In the draft for the DAFx paper on Multicore we currently give the impression that the audio graph have to be compiled before starting processing (or we are not discussing how we "trigger" the passing of source object and inlet number to the next object(s) downstream:

For processing to occur, the connections of the graph must be established and the graph readied for operation. This is done by first passing a source object and the outlet and inlet numbers of the connection to the downstream object's \texttt{connect()} method. Then, any connected objects need to be initialized by a call to their \texttt{init()} method, serving e.g. to provide information on sample rate and signal vector size to signal generators. This call will propagate up the tree from each terminal object, and is typically only called when the graph is started.

This could be extended to enable live coding in Max assuming that:

  1. The graph keeps track in a central place of the following information for each connection:
    • What object is the connection from
    • What outlet of the object are we connecting from
    • What object are we connecting to
    • What inlet of the object are we connecting to
  2. A notification system when connections are created and destroyed

When a new connection is created:

  1. The connect() method of the receiving object is called
  2. The connection is added to the central table/dict/linked list/whatever.

When a connection is destroyed:

Do we have a disconnect() method removing the connection? If so:

  1. disconnect() is called
  2. The connection is removed from the central table of connections
  • TAP: we have this partially implemented, it is called "drop".

When an object is created:

The graph is not altered in any way until we start making connections.

When an object is destroyed:

Before the object is destroyed:

  1. The central table is traversed searching for all connections from the object. Each of these are destroyed according to the above
  2. The Max object is destroyed
  3. The central table is traversed searching for all connections to the object. These are removed from the table

Final notes:

Currently the Multicore graph is discussed as a peer object model in the paper draft. The introduction of a central table adds a server-like element. It is also interesting how this somehow resembles some of the ideas used for current development of the Node lib...
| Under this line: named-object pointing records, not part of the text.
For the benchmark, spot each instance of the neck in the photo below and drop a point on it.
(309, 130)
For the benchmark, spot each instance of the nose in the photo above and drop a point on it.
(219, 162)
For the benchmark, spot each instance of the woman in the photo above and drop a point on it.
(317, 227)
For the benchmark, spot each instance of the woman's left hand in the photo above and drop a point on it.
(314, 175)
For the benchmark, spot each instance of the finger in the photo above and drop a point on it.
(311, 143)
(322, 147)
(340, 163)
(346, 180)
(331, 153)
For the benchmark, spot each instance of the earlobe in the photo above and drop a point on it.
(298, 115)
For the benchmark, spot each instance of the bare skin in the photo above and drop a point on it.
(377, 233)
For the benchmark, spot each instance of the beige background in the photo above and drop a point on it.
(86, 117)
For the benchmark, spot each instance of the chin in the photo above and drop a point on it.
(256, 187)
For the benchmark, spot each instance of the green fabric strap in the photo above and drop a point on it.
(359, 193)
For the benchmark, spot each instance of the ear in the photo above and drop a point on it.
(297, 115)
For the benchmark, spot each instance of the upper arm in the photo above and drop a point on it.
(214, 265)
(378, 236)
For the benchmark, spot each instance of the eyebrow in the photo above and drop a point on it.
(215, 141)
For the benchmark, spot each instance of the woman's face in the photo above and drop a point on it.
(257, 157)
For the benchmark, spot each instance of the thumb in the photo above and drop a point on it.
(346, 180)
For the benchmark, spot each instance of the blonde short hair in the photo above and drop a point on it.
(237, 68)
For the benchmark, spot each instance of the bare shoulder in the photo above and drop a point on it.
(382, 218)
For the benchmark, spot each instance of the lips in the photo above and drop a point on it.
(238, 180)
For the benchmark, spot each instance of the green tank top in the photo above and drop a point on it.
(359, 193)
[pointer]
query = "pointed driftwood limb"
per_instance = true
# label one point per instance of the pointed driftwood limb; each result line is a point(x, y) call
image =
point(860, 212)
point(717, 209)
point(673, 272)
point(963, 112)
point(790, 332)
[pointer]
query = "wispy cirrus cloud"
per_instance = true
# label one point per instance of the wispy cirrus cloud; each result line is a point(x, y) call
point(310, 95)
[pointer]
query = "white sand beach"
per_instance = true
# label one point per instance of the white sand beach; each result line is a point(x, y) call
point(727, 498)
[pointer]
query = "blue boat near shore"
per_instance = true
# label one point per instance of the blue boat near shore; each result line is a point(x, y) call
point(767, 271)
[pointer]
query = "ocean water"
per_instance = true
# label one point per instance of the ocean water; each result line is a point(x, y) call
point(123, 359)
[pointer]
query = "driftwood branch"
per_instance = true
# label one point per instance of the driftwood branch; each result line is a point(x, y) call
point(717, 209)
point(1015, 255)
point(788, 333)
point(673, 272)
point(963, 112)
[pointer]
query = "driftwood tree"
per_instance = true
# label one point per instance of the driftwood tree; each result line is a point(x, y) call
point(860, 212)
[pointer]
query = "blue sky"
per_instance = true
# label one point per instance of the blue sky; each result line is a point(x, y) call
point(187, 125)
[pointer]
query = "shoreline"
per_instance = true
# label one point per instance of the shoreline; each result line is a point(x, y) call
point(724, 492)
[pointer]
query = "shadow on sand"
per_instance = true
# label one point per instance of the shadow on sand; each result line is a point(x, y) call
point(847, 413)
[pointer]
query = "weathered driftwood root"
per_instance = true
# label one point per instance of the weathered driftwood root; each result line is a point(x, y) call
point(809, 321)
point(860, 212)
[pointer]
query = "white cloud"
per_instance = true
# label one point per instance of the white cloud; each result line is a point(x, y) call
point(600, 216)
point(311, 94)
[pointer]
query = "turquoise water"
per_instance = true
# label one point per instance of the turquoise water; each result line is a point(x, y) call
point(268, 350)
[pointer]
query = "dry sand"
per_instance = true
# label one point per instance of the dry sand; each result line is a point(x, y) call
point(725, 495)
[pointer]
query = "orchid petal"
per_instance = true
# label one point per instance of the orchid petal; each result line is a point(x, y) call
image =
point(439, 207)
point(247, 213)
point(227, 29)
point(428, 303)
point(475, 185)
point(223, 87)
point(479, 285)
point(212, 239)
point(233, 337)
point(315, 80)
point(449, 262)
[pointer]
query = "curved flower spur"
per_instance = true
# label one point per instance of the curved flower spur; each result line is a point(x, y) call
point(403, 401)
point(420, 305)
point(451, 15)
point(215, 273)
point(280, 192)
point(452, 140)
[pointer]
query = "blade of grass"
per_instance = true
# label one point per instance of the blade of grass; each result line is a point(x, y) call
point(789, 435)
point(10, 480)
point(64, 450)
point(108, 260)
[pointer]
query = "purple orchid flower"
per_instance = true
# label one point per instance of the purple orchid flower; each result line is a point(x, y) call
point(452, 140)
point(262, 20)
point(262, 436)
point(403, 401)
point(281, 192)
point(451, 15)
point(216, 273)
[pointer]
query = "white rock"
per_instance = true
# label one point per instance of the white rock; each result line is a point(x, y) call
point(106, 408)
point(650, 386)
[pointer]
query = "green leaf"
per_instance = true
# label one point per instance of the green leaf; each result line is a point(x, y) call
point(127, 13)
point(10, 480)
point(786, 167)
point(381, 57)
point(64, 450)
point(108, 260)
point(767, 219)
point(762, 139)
Any object bridging Multicore to or from MSP will also be part of the MSP audio chain. If such objects are created or destroyed, or connections between them and MSP obejcts are created or destroyed, the MSP audio chain will have to be rebuilt. Still it does not affect the Multicore Audio Graph as such...

When deleting connections and objects, we have to make sure we do not try to process audio using the connections and objects while they are in the process of being deleted, so that we end up with pointers to null and crashes. This might be the most tricky part to get right. One option would be that deletions are scheduled to be done during the "post-process" round?

Currently the building of the graph also serves to set sample rate and vector size. Do this need to be initialized, or could it rather be passed around with each processing of vectors?

  • TAP: it is already passed around, but the problem is with generators. However, see below...

Then, any connected objects need to be initialized by a call to their \texttt{init()} method, serving e.g. to provide information on sample rate and signal vector size to signal generators. This call will propagate up the tree from each terminal object, and is typically only called when the graph is started.

We should investigate what the init() method serves to do currently, and how it might (not) work with the ideas put forward here.

  • TAP: I think we can merge the init() functionality into preprocess() -- this will make a lot of things cleaner/easier.